You may have probably heard about piano fingers as it is a very crucial element when playing the piano, but is there even such a thing? Do your hands need to be in a certain shape or size?
The answer is fairly simple, for us to hit the keys more efficiently, it would be better if we would use all five fingers instead of one as in an octave, there are eight notes. Thus, having the opportunity to perform better using a lesser amount of physical effort is basically what piano fingering is all about.
What Are The Piano Finger Numbers?
Learning to play the piano may sound interesting and fun, but for beginners, this would mean knowing the proper finger positioning for each key. Piano finger numbers, or piano fingerings, refer to which finger on each hand is to be used on a particular note.
Knowing the proper finger placement allows your hand to stay comfortably on the piano with ease for as long as possible while having greater speed, control, and fluidity when playing.
Before going more in-depth with the topic, we should start with understanding how finger numbers work in piano music. Starting with our thumb, our fingers on each hand are numbered from 1-5 where they appear as a mirror image of the other.
Thumbs are number one; index fingers are two, middle fingers are three, ring fingers are four, and lastly, pinky fingers are five. When reading piano music sheets, you’ll probably find these numbers written above or below specific notes.
Expert Tip: As a rule of thumb, the upper staff is played by the right hand while the lower staff is played by the left hand.
Since both hands play different staves, it is evident which hand a specific number corresponds to.
What Does It Mean To Have Piano Hands?
Having piano hands doesn’t necessarily mean a specific hand size or shape as tracking down the ideal hand size is not easy. But rather, it refers to the specific movement of your hand when playing the piano.
They should be flexible, meaning fingers should be strong, curved & never bend backward, be able to move around the keyboard efficiently with minimal effort as possible, have accurate placement & touch, lastly be both powerful & delicate. All these can be developed further through consistent practice over time.
Can I Play Piano With Short Fingers?
Just like any other instrument, pianos are made with consideration of the different kinds of players in mind. With that said, no two people have the same size and shape of hand which means that some suggested fingerings may not work for you. Male and female hand sizes also vary so when it comes to playing piano, hand sizes do not matter much at all.
If that’s the case, you might have to make certain changes to fit your needs, and that’s alright. Come to think of it, if you believe that small-handed pianists can’t play the piano, then how did child prodigies come to be. If famous musicians like Elton John do not believe that their hand size should hinder their abilities and talent, then so can you.
But do note that small-handed pianists should also take extra precautions as they have a greater chance of experiencing pain which may lead to serious injuries if not treated right.
Does Playing Piano make Your Fingers Longer?
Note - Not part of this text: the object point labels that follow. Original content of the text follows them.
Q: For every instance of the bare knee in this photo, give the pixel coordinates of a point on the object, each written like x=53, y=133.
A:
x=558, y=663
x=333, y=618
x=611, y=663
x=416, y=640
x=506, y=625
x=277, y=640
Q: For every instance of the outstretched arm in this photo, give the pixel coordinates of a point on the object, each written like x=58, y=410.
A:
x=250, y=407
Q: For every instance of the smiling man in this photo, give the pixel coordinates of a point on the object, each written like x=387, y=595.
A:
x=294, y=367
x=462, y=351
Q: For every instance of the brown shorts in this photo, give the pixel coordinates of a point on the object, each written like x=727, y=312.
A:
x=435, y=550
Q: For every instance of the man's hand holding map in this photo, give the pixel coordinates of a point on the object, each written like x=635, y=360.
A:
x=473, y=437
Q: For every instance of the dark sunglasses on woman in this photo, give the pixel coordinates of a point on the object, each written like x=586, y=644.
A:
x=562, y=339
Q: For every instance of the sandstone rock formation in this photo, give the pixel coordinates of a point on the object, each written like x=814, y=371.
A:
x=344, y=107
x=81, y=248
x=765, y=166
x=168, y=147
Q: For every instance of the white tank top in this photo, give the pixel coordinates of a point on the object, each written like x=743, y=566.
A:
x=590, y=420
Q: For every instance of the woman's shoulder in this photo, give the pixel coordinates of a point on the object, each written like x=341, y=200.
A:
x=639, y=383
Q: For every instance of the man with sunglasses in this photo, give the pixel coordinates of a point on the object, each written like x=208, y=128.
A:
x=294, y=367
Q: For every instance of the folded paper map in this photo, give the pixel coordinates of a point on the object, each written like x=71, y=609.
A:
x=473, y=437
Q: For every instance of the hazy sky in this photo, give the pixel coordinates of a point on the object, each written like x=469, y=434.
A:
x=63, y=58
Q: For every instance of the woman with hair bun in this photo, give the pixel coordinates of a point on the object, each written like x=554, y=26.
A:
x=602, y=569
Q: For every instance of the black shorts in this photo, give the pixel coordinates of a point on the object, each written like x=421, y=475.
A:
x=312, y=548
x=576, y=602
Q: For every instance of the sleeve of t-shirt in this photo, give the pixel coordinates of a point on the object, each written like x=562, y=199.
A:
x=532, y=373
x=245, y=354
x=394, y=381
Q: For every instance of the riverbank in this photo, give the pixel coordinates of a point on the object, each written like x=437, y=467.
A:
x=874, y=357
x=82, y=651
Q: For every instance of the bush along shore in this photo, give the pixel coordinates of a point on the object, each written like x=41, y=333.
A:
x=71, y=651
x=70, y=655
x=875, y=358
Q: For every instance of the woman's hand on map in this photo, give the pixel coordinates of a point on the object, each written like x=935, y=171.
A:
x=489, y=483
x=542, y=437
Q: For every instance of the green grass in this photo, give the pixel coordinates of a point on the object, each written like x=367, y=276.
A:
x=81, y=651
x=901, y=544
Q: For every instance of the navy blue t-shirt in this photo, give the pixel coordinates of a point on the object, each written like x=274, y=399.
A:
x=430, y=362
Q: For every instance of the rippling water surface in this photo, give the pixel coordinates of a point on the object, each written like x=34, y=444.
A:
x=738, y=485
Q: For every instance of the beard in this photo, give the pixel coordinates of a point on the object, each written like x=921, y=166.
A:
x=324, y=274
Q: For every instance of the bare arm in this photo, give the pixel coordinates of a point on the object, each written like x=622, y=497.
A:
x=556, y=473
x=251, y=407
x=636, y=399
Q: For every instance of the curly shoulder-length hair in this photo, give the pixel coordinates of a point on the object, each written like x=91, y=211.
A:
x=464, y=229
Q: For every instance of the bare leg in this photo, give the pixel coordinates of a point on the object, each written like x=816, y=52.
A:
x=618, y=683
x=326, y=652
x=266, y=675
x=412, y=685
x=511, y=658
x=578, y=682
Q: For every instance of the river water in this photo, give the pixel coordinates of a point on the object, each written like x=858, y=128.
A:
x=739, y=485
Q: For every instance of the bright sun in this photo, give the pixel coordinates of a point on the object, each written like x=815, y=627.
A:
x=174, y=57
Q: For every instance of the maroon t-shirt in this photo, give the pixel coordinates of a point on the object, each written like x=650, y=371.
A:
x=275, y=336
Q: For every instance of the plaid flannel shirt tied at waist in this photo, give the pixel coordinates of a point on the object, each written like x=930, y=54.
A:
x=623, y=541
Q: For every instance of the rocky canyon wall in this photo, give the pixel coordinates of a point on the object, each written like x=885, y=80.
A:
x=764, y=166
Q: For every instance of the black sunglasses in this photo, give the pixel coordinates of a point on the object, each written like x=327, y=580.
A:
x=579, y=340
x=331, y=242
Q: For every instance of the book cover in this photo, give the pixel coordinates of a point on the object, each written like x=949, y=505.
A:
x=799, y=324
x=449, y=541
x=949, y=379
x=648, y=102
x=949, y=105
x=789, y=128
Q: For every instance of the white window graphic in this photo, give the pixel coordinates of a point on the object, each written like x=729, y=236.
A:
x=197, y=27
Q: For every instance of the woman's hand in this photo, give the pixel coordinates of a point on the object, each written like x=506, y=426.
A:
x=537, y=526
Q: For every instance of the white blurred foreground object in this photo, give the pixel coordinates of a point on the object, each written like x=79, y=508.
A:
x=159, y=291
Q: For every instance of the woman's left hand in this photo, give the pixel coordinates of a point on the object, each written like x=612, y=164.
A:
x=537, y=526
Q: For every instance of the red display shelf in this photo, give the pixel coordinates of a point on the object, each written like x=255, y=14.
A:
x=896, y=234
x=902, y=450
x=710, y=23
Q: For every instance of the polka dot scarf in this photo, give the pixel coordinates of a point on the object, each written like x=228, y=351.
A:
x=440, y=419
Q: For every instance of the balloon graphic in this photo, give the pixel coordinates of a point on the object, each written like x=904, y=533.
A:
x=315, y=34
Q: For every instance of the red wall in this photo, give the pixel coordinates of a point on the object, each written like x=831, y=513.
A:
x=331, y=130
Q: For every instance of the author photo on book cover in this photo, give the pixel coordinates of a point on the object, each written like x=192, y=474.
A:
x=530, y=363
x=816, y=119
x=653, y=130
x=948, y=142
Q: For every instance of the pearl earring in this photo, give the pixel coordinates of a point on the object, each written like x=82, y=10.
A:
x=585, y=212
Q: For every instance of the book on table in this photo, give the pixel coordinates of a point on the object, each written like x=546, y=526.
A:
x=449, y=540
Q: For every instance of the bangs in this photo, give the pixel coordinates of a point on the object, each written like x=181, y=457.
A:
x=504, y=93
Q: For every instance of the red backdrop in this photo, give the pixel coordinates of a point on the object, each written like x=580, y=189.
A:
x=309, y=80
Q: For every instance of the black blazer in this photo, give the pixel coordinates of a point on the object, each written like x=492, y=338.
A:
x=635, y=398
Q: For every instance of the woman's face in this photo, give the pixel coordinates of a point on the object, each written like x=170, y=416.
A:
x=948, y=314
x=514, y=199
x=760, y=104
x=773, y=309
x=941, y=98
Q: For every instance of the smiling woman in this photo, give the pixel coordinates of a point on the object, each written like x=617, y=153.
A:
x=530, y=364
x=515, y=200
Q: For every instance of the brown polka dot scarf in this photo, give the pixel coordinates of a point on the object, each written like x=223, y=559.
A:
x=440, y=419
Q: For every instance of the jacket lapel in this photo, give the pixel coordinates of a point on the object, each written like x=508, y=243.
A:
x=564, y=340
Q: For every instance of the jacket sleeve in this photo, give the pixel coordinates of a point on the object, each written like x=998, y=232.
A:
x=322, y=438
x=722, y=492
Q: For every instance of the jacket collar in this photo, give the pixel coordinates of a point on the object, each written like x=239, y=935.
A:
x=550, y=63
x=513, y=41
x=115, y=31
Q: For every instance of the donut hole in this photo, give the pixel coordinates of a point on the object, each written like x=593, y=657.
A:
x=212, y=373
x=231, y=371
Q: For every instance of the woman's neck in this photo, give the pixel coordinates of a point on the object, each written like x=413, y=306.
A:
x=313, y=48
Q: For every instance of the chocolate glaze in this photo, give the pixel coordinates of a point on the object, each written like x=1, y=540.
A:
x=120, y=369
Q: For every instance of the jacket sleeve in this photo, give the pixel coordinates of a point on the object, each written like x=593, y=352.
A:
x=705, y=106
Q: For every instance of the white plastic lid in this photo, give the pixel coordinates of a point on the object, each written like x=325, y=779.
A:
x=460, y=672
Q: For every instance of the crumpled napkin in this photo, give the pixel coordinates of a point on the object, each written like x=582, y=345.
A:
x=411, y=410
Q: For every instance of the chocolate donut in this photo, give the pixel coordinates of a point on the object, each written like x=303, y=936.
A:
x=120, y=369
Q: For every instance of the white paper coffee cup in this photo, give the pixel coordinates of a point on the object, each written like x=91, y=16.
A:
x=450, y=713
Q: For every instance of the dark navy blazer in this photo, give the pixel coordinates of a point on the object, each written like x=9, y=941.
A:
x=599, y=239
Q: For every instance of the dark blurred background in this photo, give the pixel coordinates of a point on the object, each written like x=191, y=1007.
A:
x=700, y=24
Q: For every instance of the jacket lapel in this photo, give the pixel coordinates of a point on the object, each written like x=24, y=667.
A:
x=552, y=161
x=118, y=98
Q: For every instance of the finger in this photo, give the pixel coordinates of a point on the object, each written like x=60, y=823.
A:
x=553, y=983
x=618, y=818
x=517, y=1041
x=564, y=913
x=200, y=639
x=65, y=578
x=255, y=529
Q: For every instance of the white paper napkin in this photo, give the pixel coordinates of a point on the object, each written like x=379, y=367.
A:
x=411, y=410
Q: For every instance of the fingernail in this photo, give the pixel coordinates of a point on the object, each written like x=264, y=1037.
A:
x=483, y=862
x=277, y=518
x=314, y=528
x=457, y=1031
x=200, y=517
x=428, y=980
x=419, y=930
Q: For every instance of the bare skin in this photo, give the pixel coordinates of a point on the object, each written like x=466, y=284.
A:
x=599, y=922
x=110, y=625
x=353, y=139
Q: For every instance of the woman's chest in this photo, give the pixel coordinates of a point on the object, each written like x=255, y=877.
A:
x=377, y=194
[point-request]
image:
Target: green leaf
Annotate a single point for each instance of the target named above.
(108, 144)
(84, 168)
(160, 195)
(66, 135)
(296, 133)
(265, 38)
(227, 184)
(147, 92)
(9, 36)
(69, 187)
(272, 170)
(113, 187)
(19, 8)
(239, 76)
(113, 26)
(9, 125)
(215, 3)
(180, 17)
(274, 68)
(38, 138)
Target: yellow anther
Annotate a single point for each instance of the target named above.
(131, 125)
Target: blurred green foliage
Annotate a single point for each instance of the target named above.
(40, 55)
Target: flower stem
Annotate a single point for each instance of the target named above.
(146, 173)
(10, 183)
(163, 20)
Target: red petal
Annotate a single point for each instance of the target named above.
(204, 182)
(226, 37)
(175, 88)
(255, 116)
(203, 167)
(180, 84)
Playing the piano over time will not change your hand structure physically, but your fingers will become more agile, providing you with greater dexterity. Yes, you will be able to easily stretch your fingers farther, but the bone structure underneath will not be affected at all.
Expert Tip: Your fingers’ shape and length are genetic, so those who have naturally beautiful, long piano fingers are born with them. Lastly, practicing the piano intensively can sculpt your wrist and hand muscle, but no, your fingers will not get longer from playing them.
Is Playing Piano Bad For Your Hands?
You might wonder whether it is even possible to play the piano too much. We can all agree that nobody is passionate enough to be able to do that during their free time, however, in some cases, professional pianists who would practice and play for long periods may pose risks to their health which they might want to be aware of.
Playing the piano is not only about pushing the right keys but also being in the proper position and posture when playing. Having the correct technique not only helps pianists play efficiently but also prevents health problems and injuries such as poor blood circulation, hand and wrist pain, sore neck and shoulders, among others.
To prevent these from happening, try to check in your body once and a while, do simple warmup exercises before any session.
Every person’s personality is unique so do their approach to piano technique but knowing the proper piano fingering, hand position, and body posture are essential to effectively and efficiently play the piano. Stay consistent and be diligent in learning as these will come in handy on your piano journey in the long run.